You gave us one of the best, mass-appeal, fantasy films, The Princess Bride, and two of the best, Stephen King adaptations, Misery and Stand By Me.
And let's not dare overlook A Few Good Men, Ghosts of Mississippi, The Wolf of Wall Street, Throw Mama from the Train, When Harry Met Sally, The Story of Us, Sleepless in Seattle, The Bucket List, The Magic of Belle Island, And So It Goes, The American President, LBJ, Primary Colors, Everyone's Hero, Alex & Emma, Flipped, The First Wives Club, Being Charlie, North, Albert Brooks: Defending My Life, Shock and Awe, Rumor Has It, This is Spinal Tap and Spinal Tap: The End Continues (which I watched just last night and like even more than the first, and I like the first a lot).
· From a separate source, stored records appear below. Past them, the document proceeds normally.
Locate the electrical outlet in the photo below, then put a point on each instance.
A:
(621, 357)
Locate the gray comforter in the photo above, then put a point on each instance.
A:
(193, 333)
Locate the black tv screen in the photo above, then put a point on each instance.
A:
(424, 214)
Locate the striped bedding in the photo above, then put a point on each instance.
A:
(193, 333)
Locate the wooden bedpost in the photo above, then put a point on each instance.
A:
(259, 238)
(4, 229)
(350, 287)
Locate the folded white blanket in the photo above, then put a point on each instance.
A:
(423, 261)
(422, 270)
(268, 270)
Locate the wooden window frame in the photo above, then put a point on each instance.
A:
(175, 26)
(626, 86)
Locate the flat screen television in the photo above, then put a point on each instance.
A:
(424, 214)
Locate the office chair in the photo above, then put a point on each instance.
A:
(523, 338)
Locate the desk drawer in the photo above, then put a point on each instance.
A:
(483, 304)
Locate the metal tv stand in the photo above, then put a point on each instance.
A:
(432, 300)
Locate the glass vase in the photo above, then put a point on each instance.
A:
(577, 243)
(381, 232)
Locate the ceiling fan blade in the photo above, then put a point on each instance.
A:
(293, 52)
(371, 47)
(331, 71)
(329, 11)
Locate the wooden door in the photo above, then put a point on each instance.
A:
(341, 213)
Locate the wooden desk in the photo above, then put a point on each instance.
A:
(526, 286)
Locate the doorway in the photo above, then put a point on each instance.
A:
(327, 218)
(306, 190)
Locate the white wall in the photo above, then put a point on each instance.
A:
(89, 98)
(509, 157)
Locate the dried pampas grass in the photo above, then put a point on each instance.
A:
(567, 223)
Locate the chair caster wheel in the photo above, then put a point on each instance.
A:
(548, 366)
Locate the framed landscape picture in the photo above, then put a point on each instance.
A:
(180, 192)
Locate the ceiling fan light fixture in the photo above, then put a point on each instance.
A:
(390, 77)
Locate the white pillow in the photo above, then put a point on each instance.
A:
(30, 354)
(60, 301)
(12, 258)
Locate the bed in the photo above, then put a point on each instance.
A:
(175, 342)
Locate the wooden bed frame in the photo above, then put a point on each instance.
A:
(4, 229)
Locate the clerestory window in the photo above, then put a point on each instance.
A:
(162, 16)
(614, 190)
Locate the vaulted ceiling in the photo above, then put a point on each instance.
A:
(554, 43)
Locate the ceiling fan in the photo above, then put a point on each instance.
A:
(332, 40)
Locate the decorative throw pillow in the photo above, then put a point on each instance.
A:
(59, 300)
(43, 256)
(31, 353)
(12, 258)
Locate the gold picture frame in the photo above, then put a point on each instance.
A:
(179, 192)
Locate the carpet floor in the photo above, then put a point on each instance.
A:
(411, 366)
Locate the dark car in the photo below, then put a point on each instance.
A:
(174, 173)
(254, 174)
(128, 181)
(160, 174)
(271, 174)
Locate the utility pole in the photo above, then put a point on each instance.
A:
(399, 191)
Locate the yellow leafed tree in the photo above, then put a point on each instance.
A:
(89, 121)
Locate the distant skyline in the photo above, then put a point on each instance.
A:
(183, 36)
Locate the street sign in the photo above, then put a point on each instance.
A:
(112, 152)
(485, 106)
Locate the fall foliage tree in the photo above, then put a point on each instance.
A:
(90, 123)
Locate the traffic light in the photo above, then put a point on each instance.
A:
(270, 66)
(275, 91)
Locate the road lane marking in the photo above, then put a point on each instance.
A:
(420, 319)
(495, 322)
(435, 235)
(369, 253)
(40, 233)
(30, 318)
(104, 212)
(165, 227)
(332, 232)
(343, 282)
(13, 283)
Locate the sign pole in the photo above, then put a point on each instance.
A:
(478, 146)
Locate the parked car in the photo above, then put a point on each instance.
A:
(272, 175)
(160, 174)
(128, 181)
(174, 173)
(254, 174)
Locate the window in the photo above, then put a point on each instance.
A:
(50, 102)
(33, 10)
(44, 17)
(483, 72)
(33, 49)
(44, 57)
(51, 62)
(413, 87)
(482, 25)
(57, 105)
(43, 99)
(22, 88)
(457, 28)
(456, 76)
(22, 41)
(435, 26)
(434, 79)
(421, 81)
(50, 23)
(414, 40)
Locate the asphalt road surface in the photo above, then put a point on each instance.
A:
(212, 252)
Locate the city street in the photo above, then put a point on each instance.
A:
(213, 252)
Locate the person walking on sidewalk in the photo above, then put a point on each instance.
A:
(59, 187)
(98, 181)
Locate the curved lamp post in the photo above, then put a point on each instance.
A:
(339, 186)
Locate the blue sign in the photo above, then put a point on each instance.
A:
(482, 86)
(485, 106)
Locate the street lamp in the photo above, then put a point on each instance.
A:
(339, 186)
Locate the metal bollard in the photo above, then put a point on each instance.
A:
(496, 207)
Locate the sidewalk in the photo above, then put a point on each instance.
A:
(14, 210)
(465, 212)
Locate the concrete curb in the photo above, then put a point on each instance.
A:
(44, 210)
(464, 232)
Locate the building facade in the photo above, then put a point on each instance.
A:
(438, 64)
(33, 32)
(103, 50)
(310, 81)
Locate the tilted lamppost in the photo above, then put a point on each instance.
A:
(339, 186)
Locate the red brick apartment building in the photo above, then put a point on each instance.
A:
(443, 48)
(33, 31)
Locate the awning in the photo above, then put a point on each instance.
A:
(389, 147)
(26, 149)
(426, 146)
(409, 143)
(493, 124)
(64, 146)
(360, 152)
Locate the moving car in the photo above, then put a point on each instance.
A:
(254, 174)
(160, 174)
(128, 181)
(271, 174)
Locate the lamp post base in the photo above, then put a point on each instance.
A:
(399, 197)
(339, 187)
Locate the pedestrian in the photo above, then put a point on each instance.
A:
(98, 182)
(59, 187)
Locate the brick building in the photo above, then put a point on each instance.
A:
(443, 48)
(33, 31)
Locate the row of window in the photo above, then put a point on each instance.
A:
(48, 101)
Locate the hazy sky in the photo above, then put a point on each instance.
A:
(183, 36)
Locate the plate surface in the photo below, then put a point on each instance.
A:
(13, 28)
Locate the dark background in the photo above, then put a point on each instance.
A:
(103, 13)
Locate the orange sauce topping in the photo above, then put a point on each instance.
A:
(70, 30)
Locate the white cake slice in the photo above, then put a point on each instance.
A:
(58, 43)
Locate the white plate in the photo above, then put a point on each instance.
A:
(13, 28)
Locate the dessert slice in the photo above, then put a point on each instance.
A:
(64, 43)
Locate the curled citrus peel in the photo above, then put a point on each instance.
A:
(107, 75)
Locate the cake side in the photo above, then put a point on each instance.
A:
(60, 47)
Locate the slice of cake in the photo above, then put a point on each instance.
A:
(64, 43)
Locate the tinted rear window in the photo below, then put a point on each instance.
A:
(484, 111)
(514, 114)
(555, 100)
Your television, guest spots were fun, too, with The Andy Griffith Show, Gomer Pyle, The Beverly Hillbillies, The Odd Couple, Room 222 and Thirty Rock among the queue (and even a hardy, writing job for The Smothers Brothers Show), but it was your role as Mike "Meathead" Stivic on All and the Family that drew me to you when I was a spry, impressionable kid.
Mike's engagements with Carol O'Conner's Archie Bunker may have been heated, but in those quarrels, I learned so much, in particular that two sides prevail for most any philosophical notion. (Too bad that two-way street isn't practiced more these contentious days.)
Alas, your passing was both unexpected and startling, but it's the long run of your aesthetic contributions that folks will recall: the foundation of a fruitful, mindful and creative life.